Das Feuerwehrschiff kommt wohl zur Kontrolle vorbei
Auch diese Sorte von Schiffen kommt hier natürlich vorbei
Da das Wetter nicht besser werden soll, haben wir entschieden, morgen abzureisen. Es sind dann noch etwa 195 Kilometer bis in unsere Heimatstadt. Nach dem Mittagessen und einer kleinen Pause ist mir nach Bewegung. Ich schnappe mir die leeren Flaschen und gehe zum Globus Getränkemarkt. Hier tausche ich die Flaschen ein und kaufe nebenan im Markt noch ein paar Kleinigkeiten ein. Eine spezielle Straßenkarte finde ich leider nicht.
Ich gehe dann zurück zum Platz und wir trinken Kaffee und essen Kuchen, den wir ja noch von gestern haben. Ich gehe dann mit Ellie noch die ein oder andere Gassirunde und so geht der Tag langsam zur Neige.
Tag 99 - Mittwoch, 26.07.2023
Die Hundert gekommen wir nicht voll, wäre auch übertrieben!!! Heute geht es wieder in die Heimat. Das Wetter ist anfangs nicht besonders und es hat zeitweise heftig geregnet. Dann wird es aber besser und wir können im Trocknen einpacken. Wir fahren dann so gegen 11 Uhr los und nehmen die A61 für die Heimfahrt. Wir haben wohl eine gute Tageszeit erwischt, denn es ist nicht viel los. Wir kommen also gut durch und erreichen den Platz.
Hier stehen nicht viele Wohnmobile und wir finden einen guten Platz. Wir entdecken ein Kuriosum auf dem Platz. Hier steht ein Trecker mit einem alten Zirkuswagen. Es ist ein Paar in unserem Alter, die aus Dänemark kommen. Das ist dann wohl entschleunigtes Reisen. Wir richten uns ein und essen zu Mittag. Danach packen wir die Fahrräder vom Anhänger und ich stelle fest, dass mein Hinterrad platt ist. Ich baue das Rad aus und flicke das Loch. Dann schaffe ich dummerweise den Einbau nicht mehr.

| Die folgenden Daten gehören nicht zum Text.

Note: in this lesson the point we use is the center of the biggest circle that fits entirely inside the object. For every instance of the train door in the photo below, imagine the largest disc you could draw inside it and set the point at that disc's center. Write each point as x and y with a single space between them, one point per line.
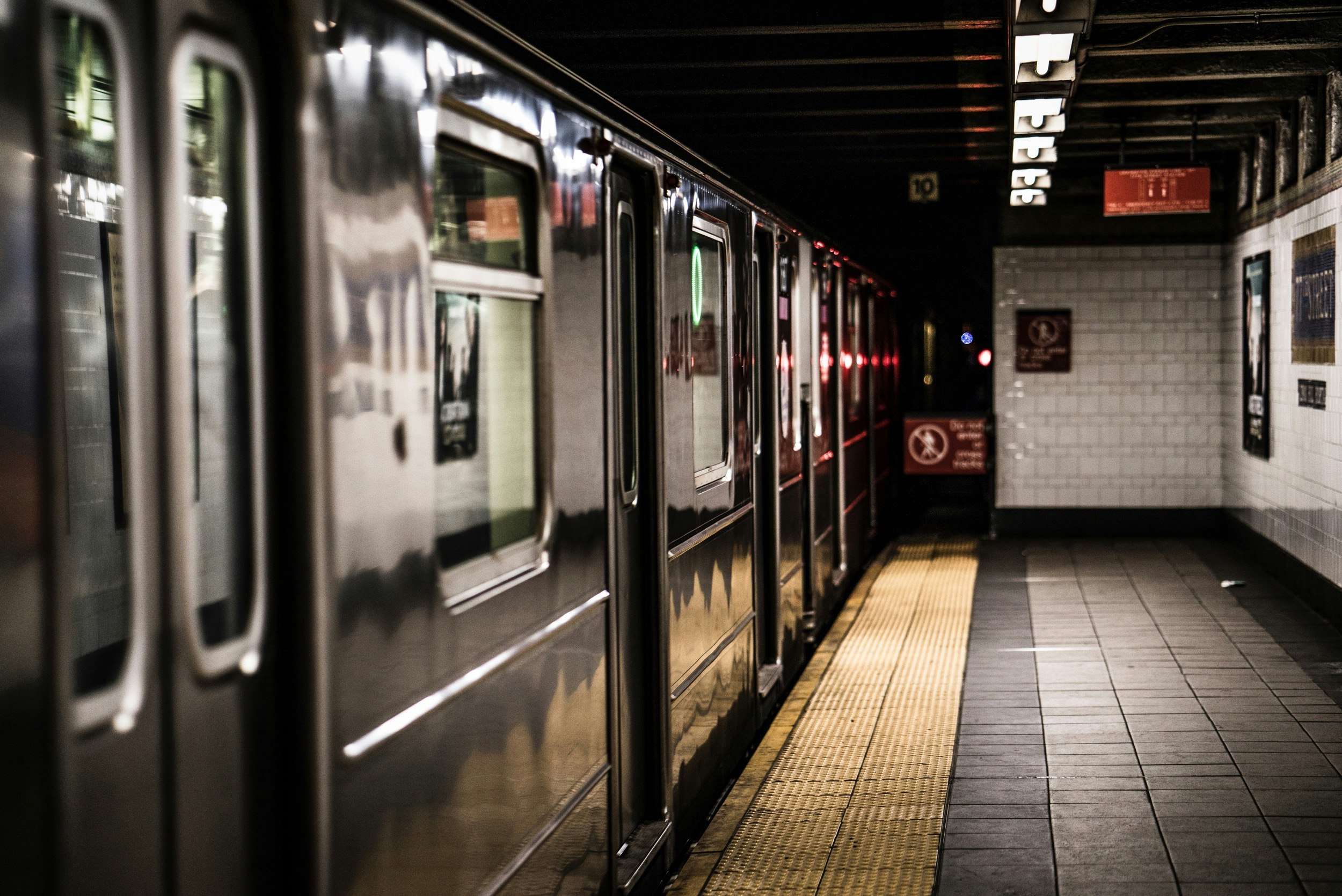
823 458
100 322
768 622
213 308
788 482
640 819
852 420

Wer sei Fahrrad liebt, der schiebt. Ich bringe es zum nächsten Fahrradhändler, der das in fünf Minuten wieder richtet. Jetzt klappt wieder alles und ich radele zurück. Der Abend naht und so endet unsere Reise. Aber die Planungen laufen schon für den Herbst. Was zwischendurch noch so passiert, wissen wir noch nicht.